Walsh-Frazier has been visiting with Holt weekly since she was pregnant, as part of the Smart Start Home Visiting program with the Centers for Families and Children, a program that supports Cuyahoga County families of low income from the womb to age 5.
“We work with the families on building parent resilience, education, social connections within the community, really building that social emotional support within the family and the child,” said Tonya Thompson, the program's manager.
The visits last about an hour and a half, and are completely free to participants, thanks to to funding from Early Head Start, Head Start, and Help Me Grow.
Walsh-Frazier is a home visitor, and has worked with dozens of families. She said her role is all about supporting families in their parenting skills, and meeting them where they are.
“Sometimes people get nervous, like ‘oh, I don’t need help,’” Walsh-Frazier said. “We all could use a little help in our parenting skills and getting ready for kindergarten.”
Walsh-Frazier said she’s seen families who’ve gone through the home visiting program strengthen and develop advocacy skills as parents, prepare kids for kindergarten, and foster fun and shared activities with their kids.
Additionally, Walsh-Frazier said she incorporates literacy and math activities in her visits as well, and explained the program uses something called the GGK curriculum, with parents identifying areas of interest they want to focus on, from things like nutrition to physical development, and set a goal for their family.
“I’ve seen some families who dropped out of high school, they never spoke English when we started,” she said. “And then at the end when we’re done, you just see them thriving.”
Holt said she learned about the program through family members who have used it before, and said she’s benefited from participating. Whether they’re at home, at the grocery store, or at the museum, Holt treats every moment like a learning opportunity.
“If we’re walking around the grocery store, I’ll name every fruit and vegetable we walk by,” Holt said. “People are looking at me like, ‘you’re talking to a baby,’ but that’s helping her brain develop, and that’s something I learned and I tell other parents that they can do as well.”
Holt said she and her daughter have even been learning sign language in the program.
“It’s been helping her, actually,” Holt said of the activities and skills she's learned in the program. “My parents, everyone around noticed that she’s very observant.
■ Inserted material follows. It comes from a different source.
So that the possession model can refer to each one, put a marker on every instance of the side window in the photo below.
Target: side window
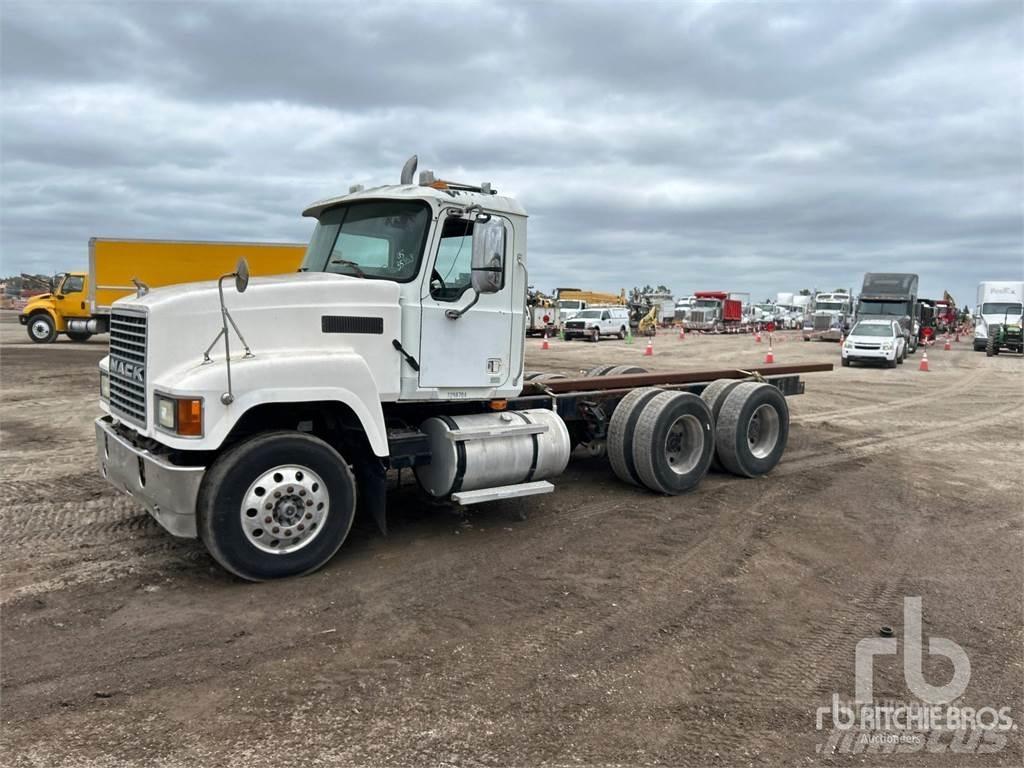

She talks more than a lot of other little children her age.”
According to Thompson, the Centers for Families and Children also provide workforce development programs, an early learning center, health and wellness resources, a basic needs resource center, and substance abuse resources, among others, which Thompson said they can leverage to help families.
Thompson said she’s seen the positive impacts the Smart Start Home Visiting Program has had on the community and families. Walsh said in particular, she's seen positive results when it comes to attendance later on.
“We’re able to reduce infant mortality by the utilization of the program,” she said, also mentioning the kindergarten readiness they’re able to help foster in young children and families. “We see the outcomes of the parents, building up their resilience to be able to go out and be self sufficient and you know, make that phone call, to help them and advocate for themselves.”